Blaxploitation-era albums get the good foot treatment too, such as Melvin Van Peebles genre-defining Sweet Sweetback’s Baadasssss Song, Joe Simon’s Cleopatra Jones, and the Curtis Mayfield masterpiece, Superfly. Mayfield, in fact, is one of five artists (James Brown, Diana Ross, The Temptations, Quincy Jones) who’ve got three albums featured, while Stevie Wonder, Roy Ayers, Marvin Gaye and The Impressions top the book with four of their creations profiled.
As an added bonus, the book features a top-10 favorite records list and analysis by leading DJs and musicologists such as Danny Krivit, Andy Smith and Mys35.
To Disco with Love, naturally, casts its gaze on the percolating disco scene from 1973-80. While some of the same covers appear in both books, it makes sense as the lines between soul, funk & disco is often blurred depending on who does the defining. The book gives readers glorious album covers, but additional detail on hit songs from each disc. Author David Hamsley is a NYC photographer with a passion for vinyl records.
Following a chronological arc, Hamsley’s book thrills readers with a thematic approach as he loosely groups covers by trends (space exploration, illustrations, colours, flower power, sci-fi, dynamic duos etc.) and also includes a nod to innovative album covers by pioneering new wave artists Blondie, The B-52s, The Flying Lizards, Devo, Gary Numan and the pride of Dusseldorf, Germany – Kraftwerk.
Both books casts a wide net, showing innovative covers from across the globe: jazz, afro-beat, Brazilian, Latin & gospel. Artists from this era, more than their contemporary peers, voiced issues via their music and, through the accompanying record covers, told stories long after the records finished playing.
In an age where online books, e-readers and music streaming dominates, where fans engage with artists through music videos, action movies or Twitter feeds, it’s a pleasant throwback to pick up books and be instantly reminded of the beauty and power of the 12×12-inch record cover.
Record covers visually introduced us to bands and musicians we only heard on the radio.

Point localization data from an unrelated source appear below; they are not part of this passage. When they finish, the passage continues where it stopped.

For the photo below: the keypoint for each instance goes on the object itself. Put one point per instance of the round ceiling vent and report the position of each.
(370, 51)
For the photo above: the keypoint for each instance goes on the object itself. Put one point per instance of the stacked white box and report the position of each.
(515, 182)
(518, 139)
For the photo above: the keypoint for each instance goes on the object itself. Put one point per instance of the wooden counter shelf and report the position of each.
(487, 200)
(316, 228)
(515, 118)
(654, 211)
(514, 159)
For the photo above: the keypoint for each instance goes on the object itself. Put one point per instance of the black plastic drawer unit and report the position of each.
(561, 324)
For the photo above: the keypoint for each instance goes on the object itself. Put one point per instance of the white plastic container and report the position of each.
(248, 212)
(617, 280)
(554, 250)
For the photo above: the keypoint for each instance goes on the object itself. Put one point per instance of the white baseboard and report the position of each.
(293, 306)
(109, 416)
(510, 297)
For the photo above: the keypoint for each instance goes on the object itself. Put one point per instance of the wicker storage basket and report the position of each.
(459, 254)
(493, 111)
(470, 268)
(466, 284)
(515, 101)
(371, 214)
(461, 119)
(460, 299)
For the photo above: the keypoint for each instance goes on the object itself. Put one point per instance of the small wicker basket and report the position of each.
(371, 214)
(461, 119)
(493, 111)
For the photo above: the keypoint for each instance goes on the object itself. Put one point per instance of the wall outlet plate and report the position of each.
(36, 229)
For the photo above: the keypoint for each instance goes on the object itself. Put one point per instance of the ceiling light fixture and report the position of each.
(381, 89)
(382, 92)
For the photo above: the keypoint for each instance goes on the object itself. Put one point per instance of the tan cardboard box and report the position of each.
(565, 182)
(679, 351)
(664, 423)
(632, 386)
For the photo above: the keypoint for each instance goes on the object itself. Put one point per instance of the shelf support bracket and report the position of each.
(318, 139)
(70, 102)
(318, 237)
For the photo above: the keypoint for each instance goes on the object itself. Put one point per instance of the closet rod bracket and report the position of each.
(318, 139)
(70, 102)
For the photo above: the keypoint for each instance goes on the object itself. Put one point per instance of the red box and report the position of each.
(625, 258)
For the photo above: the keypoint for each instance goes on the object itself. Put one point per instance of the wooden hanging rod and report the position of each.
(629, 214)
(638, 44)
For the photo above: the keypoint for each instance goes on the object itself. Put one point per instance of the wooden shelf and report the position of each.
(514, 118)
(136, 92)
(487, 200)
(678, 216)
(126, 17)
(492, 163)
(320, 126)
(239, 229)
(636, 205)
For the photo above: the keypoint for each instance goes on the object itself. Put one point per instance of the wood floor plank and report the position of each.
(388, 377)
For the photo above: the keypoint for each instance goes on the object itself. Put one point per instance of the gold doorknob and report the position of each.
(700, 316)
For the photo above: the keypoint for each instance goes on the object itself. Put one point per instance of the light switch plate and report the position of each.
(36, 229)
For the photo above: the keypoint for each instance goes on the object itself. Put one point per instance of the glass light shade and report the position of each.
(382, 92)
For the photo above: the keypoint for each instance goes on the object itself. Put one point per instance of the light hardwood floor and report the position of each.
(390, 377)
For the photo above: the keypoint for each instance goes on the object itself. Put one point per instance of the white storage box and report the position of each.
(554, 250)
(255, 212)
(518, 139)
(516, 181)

These record covers occasionally made political statements we could identify with or unify around, or told stories of communities that cried out for change, social justice and equality. Or they revealed a laissez-faire indifference to the issues and focused instead on the party, fashion or decadence.
Like a musical time capsule, these books give us a snapshot into our musical history and reveal the enduring power these cardboard covers still hold today.